This is the average salary in South Africa

 ·26 Mar 2019

StatsSA has published the latest Quarterly Employment Survey (QES) for Q4 2018, showing what workers are getting paid across the various sectors in the country.

According to the data, the average monthly earnings paid to employees in the formal non-agricultural sector remained unchanged quarter to quarter, however annually it increased by 4.9%.

The average worker gets paid R21,190 per month (down slightly from R21,192 recorded in August 2018), up from R20,193 in the same period in 2017.

This equates to approximately R254,300 per year.

Basic salary/wages paid to employees increased by R5.02 billion (0.8%) from R625.25 billion in September 2018 to R630.26 billion in December 2018.

The increase was mainly due to the increases in business services, trade, manufacturing, mining and quarrying, transport and electricity industries, StatsSA said.

There was a decrease reported by the community services and construction industries.
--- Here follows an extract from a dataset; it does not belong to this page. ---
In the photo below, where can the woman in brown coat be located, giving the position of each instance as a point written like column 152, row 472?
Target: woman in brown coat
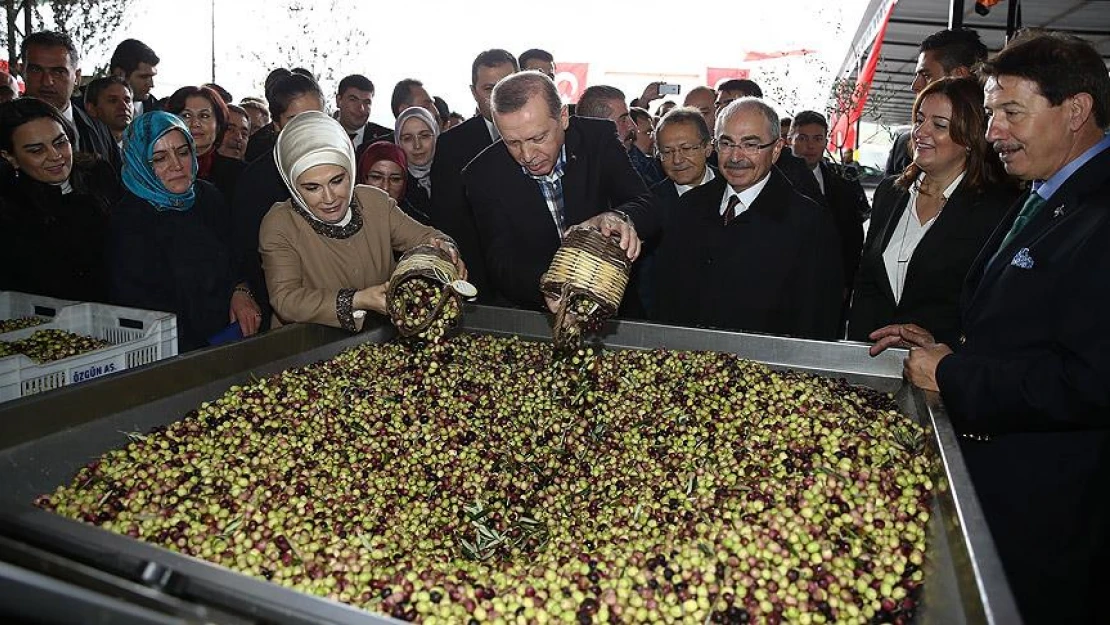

Bonus and overtime paid to employees increased by R34.9 billion (58.2%) from R60 billion in September 2018 to R94.9 billion in December 2018.

The increase was mainly due to the increases in trade, community services, manufacturing, construction, business services, transport and electricity industries.

Year-on-year, bonus and overtime increased by R10.2 billion 12.0%.

The table below outlines how the average salary for employees is broken down by sector, including salary and bonuses paid out over the quarter.

Employment data

Stats SA noted that employment increased by 134,000 or 1.5% year-on-year between December 2017 and December 2018.

These increases were reported by: business services (88,000 or 4.3%), trade (45,000 or 2.3%), community services (17,000 or 0.7%), manufacturing industry (5,000 or 0.4%) and transport industry (5,000 or 1.1%).

Part-time employment increased by 37,000 quarter-on-quarter, from 1,028,000 in September 2018 to 1,065,000 in December 2018.

South Africa’s unemployment rate for the quarter, as recorded in the Quarterly Labour Force Survey published in February, was at 27.1%.